Miles hunched, uncomfortably reminded that they didn't have a fix for this yet. He stifled a gush of terror, escaping under pressure from the place he'd kept it locked for the past hours. Not for one second would he allow himself to believe that there was no cure to be had, that this bio-shit would drag him under and this time he wouldn't come back up . . . ”Where's Roic?” He raised his right wrist to his lips. “Roic?”
“I'm in the outer chamber, m'lord. I'm afraid to carry this triggering device through the bio-barrier till we're sure it's disarmed.”
“Right, good thinking. One of those fellows out there should be the bomb disposal tech I requested. Find him and give it to him. Then ride herd on the interrogation for me, will you?”
“Yes, m'lord.”
“Captain Clogston.”
The doctor glanced down from where he fiddled with the jury-rigged blood filter. “My lord?”

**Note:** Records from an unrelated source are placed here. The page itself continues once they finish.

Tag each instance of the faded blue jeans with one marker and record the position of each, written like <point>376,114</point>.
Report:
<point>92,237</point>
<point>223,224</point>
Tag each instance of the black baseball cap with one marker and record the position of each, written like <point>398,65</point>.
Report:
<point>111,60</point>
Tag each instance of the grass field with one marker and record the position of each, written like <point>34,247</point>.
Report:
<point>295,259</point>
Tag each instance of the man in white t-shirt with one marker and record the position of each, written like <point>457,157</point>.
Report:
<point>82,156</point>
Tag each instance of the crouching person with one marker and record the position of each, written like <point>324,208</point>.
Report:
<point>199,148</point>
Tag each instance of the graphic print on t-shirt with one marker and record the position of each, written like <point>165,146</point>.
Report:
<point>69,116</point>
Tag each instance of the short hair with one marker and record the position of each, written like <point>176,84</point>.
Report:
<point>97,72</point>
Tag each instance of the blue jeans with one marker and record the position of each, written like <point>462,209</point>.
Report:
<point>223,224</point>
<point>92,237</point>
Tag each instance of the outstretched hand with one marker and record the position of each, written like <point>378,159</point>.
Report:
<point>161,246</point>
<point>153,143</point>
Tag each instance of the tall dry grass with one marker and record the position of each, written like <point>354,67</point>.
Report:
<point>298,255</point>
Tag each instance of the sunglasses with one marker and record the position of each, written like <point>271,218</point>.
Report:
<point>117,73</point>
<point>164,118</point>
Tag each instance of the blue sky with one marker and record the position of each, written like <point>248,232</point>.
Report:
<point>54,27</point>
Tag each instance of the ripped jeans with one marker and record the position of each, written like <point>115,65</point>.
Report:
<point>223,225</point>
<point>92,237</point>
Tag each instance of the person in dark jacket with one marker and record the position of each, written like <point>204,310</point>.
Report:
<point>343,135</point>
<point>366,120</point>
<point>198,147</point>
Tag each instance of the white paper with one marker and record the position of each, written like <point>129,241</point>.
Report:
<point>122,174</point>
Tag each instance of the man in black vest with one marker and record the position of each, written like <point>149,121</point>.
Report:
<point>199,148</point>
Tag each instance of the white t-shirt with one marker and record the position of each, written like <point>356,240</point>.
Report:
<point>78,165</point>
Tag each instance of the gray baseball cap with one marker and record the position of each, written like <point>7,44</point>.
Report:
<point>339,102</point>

“The moment you have a medtech—no, a doctor. The moment you have some qualified men free, send them to the cargo hold where the ba has the replicators. I want them to run samples, try to see if the ba has contaminated or poisoned them in any way. Then make sure the equipment's all running all right. It's very important that the haut infants all be kept alive and well.”
“Yes, Lord Vorkosigan.”
If the haut babies were inoculated with the same vile parasites presently rioting through his own body, might the replicators' temperature be turned down to chill them all, and slow the disease process? Or would such cold stress the infants, damage them . . . he was borrowing trouble, reasoning in advance of his data. A trained agent, conditioned to the correct disconnect between action and imagination, might have performed such an inoculation, cleaning up every bit of incriminating high-haut DNA before abandoning the scene. But this ba was an amateur. This ba had another sort of conditioning altogether. Yes, but that conditioning must have gone very wrong somehow, or this ba wouldn't have got this far . . .
Miles added as Clogston turned away, “And give me word on the condition of the pilot, Corbeau, as soon as you have it.” The retreating suited figure raised a hand in acknowledgment.
In a few minutes, Roic entered the ward; he had doffed the bulky powered work suit, and now wore more comfortable military-issue Level Three biotainer garb.